When I departed Chek Lap Kok International Airport, all passengers received thermal checks and some were individually screened for signs of the disease. Ebola was on everyone’s minds.

But when I came home to SFO, I found an utter lack of regard for public safety and wellness. In what is arguably one of the most advanced cities in the world (Silicon Valley is only a stone’s throw away), there was no screening at all.

Some might argue that the TSA has its hands full trying to ward off the next terrorist attack.

But then you think of the numbers. The deadliest terror attack in modern history, the attacks on Sept. 11, 2001, killed approximately 3,000 people. The Spanish Influenza though, killed—by even the most conservative accounts—50 million.

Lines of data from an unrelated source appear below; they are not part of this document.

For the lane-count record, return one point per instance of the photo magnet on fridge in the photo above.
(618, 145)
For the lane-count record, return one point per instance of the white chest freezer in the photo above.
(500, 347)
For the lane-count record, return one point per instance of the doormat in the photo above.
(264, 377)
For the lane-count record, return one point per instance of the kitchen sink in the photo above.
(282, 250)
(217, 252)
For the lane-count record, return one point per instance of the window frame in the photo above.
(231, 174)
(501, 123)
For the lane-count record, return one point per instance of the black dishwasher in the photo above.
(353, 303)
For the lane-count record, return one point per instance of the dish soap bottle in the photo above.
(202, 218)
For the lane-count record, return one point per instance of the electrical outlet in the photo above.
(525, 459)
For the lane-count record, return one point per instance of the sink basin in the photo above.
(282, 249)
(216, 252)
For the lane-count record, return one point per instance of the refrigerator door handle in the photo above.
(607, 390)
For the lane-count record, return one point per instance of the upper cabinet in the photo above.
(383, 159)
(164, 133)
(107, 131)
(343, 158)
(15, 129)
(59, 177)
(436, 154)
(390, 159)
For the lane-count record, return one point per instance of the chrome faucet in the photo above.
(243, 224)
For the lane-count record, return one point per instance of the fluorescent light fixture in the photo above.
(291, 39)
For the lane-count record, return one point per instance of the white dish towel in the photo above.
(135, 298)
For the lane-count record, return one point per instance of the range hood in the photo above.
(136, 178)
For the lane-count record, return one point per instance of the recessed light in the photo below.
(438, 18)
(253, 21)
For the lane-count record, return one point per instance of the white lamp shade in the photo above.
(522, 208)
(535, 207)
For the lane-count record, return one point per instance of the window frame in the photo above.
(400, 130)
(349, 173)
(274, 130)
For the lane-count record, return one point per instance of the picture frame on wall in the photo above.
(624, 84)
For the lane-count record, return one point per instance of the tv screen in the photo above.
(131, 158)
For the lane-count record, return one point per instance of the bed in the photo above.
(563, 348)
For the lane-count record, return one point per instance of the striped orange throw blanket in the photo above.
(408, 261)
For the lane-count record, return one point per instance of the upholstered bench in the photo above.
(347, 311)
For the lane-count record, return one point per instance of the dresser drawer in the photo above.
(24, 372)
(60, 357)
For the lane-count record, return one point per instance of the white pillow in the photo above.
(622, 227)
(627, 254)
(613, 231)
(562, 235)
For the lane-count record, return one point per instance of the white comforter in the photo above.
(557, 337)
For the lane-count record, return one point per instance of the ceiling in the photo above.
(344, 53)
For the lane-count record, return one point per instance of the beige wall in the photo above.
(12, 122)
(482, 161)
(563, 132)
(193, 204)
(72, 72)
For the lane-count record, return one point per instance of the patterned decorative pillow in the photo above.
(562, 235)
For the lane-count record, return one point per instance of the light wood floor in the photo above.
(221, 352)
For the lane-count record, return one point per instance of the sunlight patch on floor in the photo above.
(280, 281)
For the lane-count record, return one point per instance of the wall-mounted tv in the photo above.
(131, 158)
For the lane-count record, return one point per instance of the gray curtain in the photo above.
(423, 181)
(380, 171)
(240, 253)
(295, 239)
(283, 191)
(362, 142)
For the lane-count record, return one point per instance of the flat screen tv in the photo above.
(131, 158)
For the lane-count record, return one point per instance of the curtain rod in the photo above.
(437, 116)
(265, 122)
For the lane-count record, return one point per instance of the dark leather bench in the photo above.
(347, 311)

Looking back even further, the Black Death set Europe back a millennium in thought and culture.

While we have far superior health resources today, the proliferation of media has made it easier to spread the most contagious disease of all—fear.

If Ebola were to spread in a manner similar to that of the Spanish flu, I’m afraid that we simply wouldn’t have the wherewithal to counteract the problem.

So when President Obama announces he is appointing an Ebola czar, instead of applauding him, we should be asking why it has taken him this long.

In the meantime while the CDC, White House and World Health Organization try to figure out what to do, simple words of reassurance just won’t be enough for the majority of us.

And for those who don’t think of disease as a major threat to both society and our own personal health, pop in “Contagion,” and watch Kate Winslet and Matt Damon bring about the end of our society.

And I’ll see you in aisle 313 at Costco stocking up on hand sanitizer very soon.